The senator is proposing an urgent revision of federal food safety regulations that would focus on prevention of contamination and spread of disease. The proposal calls for streamlined communications between the Food and Drug Administration (FDA) and USDA, the main federal agencies that regulate food safety. It also includes strategies for improved food inspection and recall processes and increased public awareness through the following measures:

• The FDA Food Safety Modernization Act, which aims to improve regulation of fruit and vegetable safety. The legislation also calls for increasing FDA authority to inspect all food processing facilities and provide oversight of the testing laboratories.

• Safe Food for Schools Act, which would mandate federal agencies to alert schools of food recalls in a timely manner. Sen. Gillibrand has also proposed giving the FDA full authority to institute mandatory recalls when companies fail to implement voluntary recalls.

• Consumer Recall Notification Act, which addresses the need to improve the flow of information regarding food safety across states, health facilities, distributors, vendors, and consumers. The legislation will also permit the FDA to share confidential information with the public when necessary to protect public health.

• Increase standards and frequency of inspections of imported foods in order to prevent incidents similar to the 2007 alerts issued by the FDA for five varieties of Chinese farm-raised fish and shrimp that contained unsafe additives, inadequate labeling, poor manufacturer registrations, and potentially harmful veterinary drug residues. Currently, 15 percent of the total U.S. food supply is imported from overseas, including $5.2 billion worth of food from China.

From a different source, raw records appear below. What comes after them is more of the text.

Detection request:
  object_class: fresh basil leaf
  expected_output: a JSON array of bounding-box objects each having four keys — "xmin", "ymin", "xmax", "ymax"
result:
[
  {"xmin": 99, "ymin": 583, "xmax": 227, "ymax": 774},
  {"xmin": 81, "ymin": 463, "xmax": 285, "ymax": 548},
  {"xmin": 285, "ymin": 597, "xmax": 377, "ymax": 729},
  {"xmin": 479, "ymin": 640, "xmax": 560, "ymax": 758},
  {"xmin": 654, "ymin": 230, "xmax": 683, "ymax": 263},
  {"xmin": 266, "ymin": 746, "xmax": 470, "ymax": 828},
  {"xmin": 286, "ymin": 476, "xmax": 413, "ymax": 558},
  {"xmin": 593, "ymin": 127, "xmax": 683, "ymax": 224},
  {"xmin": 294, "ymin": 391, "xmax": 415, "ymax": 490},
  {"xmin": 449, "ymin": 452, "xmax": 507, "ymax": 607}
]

Data from the Centers for Disease Control and Prevention indicate that 87 million people in the United States suffer from food-related illnesses each year, with nearly 2.1 million cases reported in New York City. Salmonella and E. coli are found to be the most common causes of such illnesses, with approximately one million and 70,000 confirmed cases, respectively, reported on an annual basis. Approximately 5,700 deaths due to complications resulting from food-born illnesses are reported each year nationwide.